Olimpiadi invernali, chi paga

Entro il 10 luglio 2018 il Coni deve decidere quale candidato proporre al Cio per le Olimpiadi invernali 2026. Candidare Torino per le Olimpiadi vent’anni dopo quelle del 2006 non entusiasma però la maggioranza in Consiglio comunale: soltanto quattro consiglieri su 23 (Marco Chessa, Monica Amore, Antonio Iaria e Antonio Furnari) hanno votato a favore, mentre un tempo i contrari ammontavano a 5 in tutto. Si parla ancora di una collaborazione Torino-Milano: la formula bi-polare consentirebbe tra l’altro di non finire nel retrogusto tipicamente torinese della partita delle vecchie glorie. E chi sostiene questa soluzione ipotizza una olimpiade snella, ecosostenibile, basata sul riuso.

Sulla scorta di studi scientifici risulta in ogni  modo che negli ultimi 50 anni i Giochi hanno registrato uno sforamento medio del 257% fra budget iniziale e costo finale, sia per le edizioni estive, sia per quelle invernali (796% Montreal, 417 per Barcellona, 321 Lake Placid, 287 Londra, 277 Lillehammer, 201 Grenoble, 173 Sarajevo, 147 Atlanta, 135 Albertville, 90 Sydney, 82 Torino, 51 Rio). “Risulta che gli extra-costi”, scrive il 27 giugno Marco Travaglio sul Fatto quotidiano, “non ricadono mai sul Cio, l’unico a guadagnarci sempre e comunque, ma sugli Stati e le città ospitanti, i cui residenti hanno dovuto ogni volta sobbarcarsi imposte e balzelli aggiuntivi nei 20 o 30 anni successivi per assecondare le fregole faraoniche dei loro governanti”.

La pista da bob di Cesana Torinese. Sopra, un poster delle Olimpiadi invernali del ’28 (particolare).

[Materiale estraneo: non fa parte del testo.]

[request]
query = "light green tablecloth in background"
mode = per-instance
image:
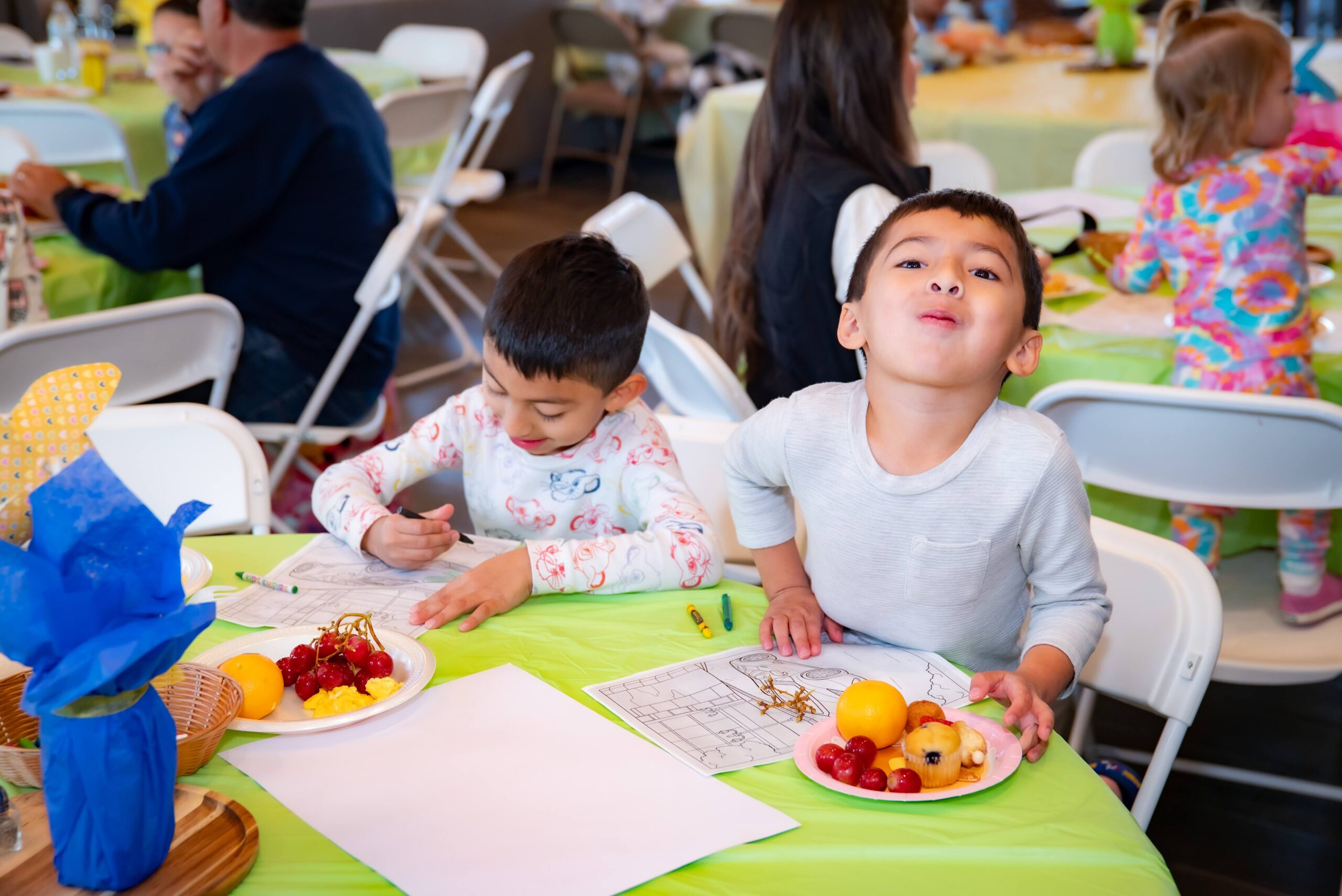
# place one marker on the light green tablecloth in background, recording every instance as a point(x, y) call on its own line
point(1051, 828)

Chiamparino: sono una risorsa per il Paese

In merito agli sviluppi della situazione relativa alle Olimpiadi invernali 2026, il presidente della Regione Piemonte, Sergio Chiamaprino, ha rilasciato il 27 giugno 2018 la seguente dichiarazione:

“Sto aspettando che il sottosegretario Giancarlo Giorgetti mi fissi un incontro, perché, senza voler offendere nessuno, tra tutti coloro che hanno responsabilità politiche locali, io, insieme ai sindaci delle valli olimpiche, sono uno di quelli che, riguardo all’organizzare con successo le Olimpiadi invernali, ha qualcosa da dire più degli altri. Il mio amico e collega Attilio Fontana dice che noi le abbiamo già avute 12 anni fa, e dicendo questo ci aiuta, perché riconosce che il territorio torinese, oltre ad avere impianti che possono essere riattivati con poca spesa – certamente molto inferiore alla costruzione ex novo in Lombardia – ha anche una indiscutibile eredità di progettualità e passione, che va dai volontari a coloro che hanno gestito le Olimpiadi ai più alti livelli tecnici. Una sicura risorsa per il Paese, e su questo punto ci tengo a rassicurare il Governo: la Regione Piemonte fin dall’inizio ha fatto suo il progetto per Torino 2026, elaborato da Città di Torino e dai Comuni olimpici, e sarei lieto se Giorgetti volesse ricevermi in tempi brevi per potergli spiegare più diffusamente le qualità del progetto stesso e la coesione istituzionale che fra noi, il Comune di Torino e i Comuni olimpici, su questo tema, non è mai venuta meno”.